The committee's top priority is reauthorization of the 2007 America COMPETES Act. Drawn from a 2005 National Academies report, the sweeping legislation put Congress on record to boost spending on science and math education, including a 7-year doubling of the research budgets of NSF, NIST, and DOE science and the creation of the Advanced Research Projects Agency-Energy (ARPA-E). Gordon said he expected only minor tweaks to its education and research provisions but that he planned to put greater emphasis on interdisciplinary research at the NIST labs. The committee is awaiting President Barack Obama's plans for human space exploration before tackling a NASA reauthorization, he said. NOAA may get its first legislative tuneup since it was created in 1970, he noted. And he said he would favor separate legislation to create a NOAA-led National Climate Service if its current vehicle—the Waxman-Markey energy bill—is abandoned.

With a big helping hand from last year's $787 billion stimulus package, research agencies under the committee's jurisdiction have received billions more to advance the programs spelled out in the COMPETES Act. Gordon said he doesn't expect similar funding increases in 2011, a budget cycle that begins on 1 February when President Barack Obama lays out his spending priorities. But the chair backs language in the 2010 spending bill that says NSF needs a 7% increase in 2011 to stay on its doubling path. "You have to recognize the [current] economic reality," says Gordon. "Any type of significant increase will be a victory. ... I'd like to see it above inflation, as a minimum. But I think that 7% is the right number."
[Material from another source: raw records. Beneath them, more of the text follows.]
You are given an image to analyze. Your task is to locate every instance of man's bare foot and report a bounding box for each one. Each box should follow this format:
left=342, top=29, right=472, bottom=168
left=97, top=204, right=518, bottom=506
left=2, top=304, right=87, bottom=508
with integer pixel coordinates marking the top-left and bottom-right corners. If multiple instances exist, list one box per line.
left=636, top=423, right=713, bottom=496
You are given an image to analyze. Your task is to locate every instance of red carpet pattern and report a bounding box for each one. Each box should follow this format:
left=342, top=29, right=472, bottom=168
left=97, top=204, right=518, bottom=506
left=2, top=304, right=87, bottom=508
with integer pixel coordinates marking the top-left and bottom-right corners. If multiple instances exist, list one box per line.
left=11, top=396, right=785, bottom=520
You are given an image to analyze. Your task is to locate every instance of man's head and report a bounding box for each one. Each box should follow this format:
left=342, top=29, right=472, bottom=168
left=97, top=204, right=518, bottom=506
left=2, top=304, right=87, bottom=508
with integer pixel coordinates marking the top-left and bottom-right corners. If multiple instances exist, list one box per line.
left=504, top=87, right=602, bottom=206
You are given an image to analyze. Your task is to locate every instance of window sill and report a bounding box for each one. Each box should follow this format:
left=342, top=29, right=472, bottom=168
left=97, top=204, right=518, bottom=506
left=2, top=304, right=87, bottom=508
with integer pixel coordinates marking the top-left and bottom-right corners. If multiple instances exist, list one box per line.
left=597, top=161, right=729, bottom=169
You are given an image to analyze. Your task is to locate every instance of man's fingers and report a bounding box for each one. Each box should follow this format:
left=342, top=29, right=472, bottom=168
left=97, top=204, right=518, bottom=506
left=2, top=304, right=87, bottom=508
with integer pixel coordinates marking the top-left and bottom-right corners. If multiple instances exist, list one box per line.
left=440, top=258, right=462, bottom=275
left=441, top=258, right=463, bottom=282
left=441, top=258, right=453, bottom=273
Speaking as a proud parent, Gordon extolled the virtues of ARPA-E and said he'd like to see it grow into a $1 billion-a-year innovation machine. Agency officials are holding a fair in March to peddle all the good research ideas they couldn't fund in its first competition—for $150 million of the $400 million it received in one-time stimulus funding. The agency is still looking for its first annual appropriations.